Chapter 40 Diane

Diane

When I next surface from writing, the house has gone dim and quiet.

A black river of words flows behind my eyes, and my hands ache from typing too long.

The light at the windows is a faint pink mush, September dusk.

For a dizzy half second I’m unsure where I am, my spine pressed into the sofa’s seam, my notes sliding to the carpet like scattered feathers.

I have written fifteen pages without stopping, the kind of jag that only comes once in a blue moon and leaves you both triumphant and hollowed out. I type the last line of the chapter, hands shaking from fatigue and some animal thrill, and for a long time I just stare at the words.

I want to cry but don’t. Instead, I let myself feel the high and crash of it—the way a story, when it finally cracks open, can swallow you whole.

I scroll back and read the last paragraph, needing to see it as a reader would:

She did not know if the leap would end in flight or in the sea, but the not knowing was the point. She stepped forward, her heart loud in her ears, and decided that some risks were worth the fall.

I read it again, slower. Some risks were worth the fall.

Outside, a branch taps the glass, a wind-shivered warning. I ignore it. The words pulse in my head.

I think of Nathan, of all the ways I have kept myself safe from wanting things I might not get. I think of the other women I have envied, those who go after what they want, who risk embarrassment, who call in the middle of the night just to say I miss you. I have never been that person, not really.

But maybe I could be.

I close the laptop and stack the loose pages of my notes, aligning the edges with unnecessary care. I brush crumbs from the desktop, then rise, stretching until my spine cracks. The room is a cave of blue shadows, my reflection barely visible in the window.

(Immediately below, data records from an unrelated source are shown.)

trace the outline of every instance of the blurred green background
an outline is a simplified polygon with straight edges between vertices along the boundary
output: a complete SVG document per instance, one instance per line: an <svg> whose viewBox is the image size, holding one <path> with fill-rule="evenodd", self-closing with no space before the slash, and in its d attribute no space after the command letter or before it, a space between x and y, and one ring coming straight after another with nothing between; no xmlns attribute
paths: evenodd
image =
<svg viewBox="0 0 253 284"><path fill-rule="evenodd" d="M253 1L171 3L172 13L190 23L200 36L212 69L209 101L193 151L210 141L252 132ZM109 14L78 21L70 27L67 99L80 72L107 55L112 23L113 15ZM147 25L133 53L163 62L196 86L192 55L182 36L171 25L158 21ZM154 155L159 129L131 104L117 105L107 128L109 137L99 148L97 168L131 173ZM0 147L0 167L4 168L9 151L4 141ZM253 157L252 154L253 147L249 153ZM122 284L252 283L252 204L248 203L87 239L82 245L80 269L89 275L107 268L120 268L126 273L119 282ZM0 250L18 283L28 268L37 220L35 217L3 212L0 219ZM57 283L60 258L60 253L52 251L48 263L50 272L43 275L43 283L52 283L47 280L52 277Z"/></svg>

I shut the window, sliding it closed with a firmness I rarely permit myself.

The house settles, the wind turns, and I breathe in the evening, letting it fill every corner.

When I leave the library, I am still scared, but it is a new kind of scared, the kind that comes with wanting something you might actually get.

In the hallway, I pause and run my hands over my hair, flattening the wild strands into something almost presentable. I feel taller than I did this morning. Lighter, too, like I’ve been quietly refilled with helium.

Somewhere out there is Nathan, wondering, just as I am, what happens next.

I head for the door. For the first time in years, I am ready to find out.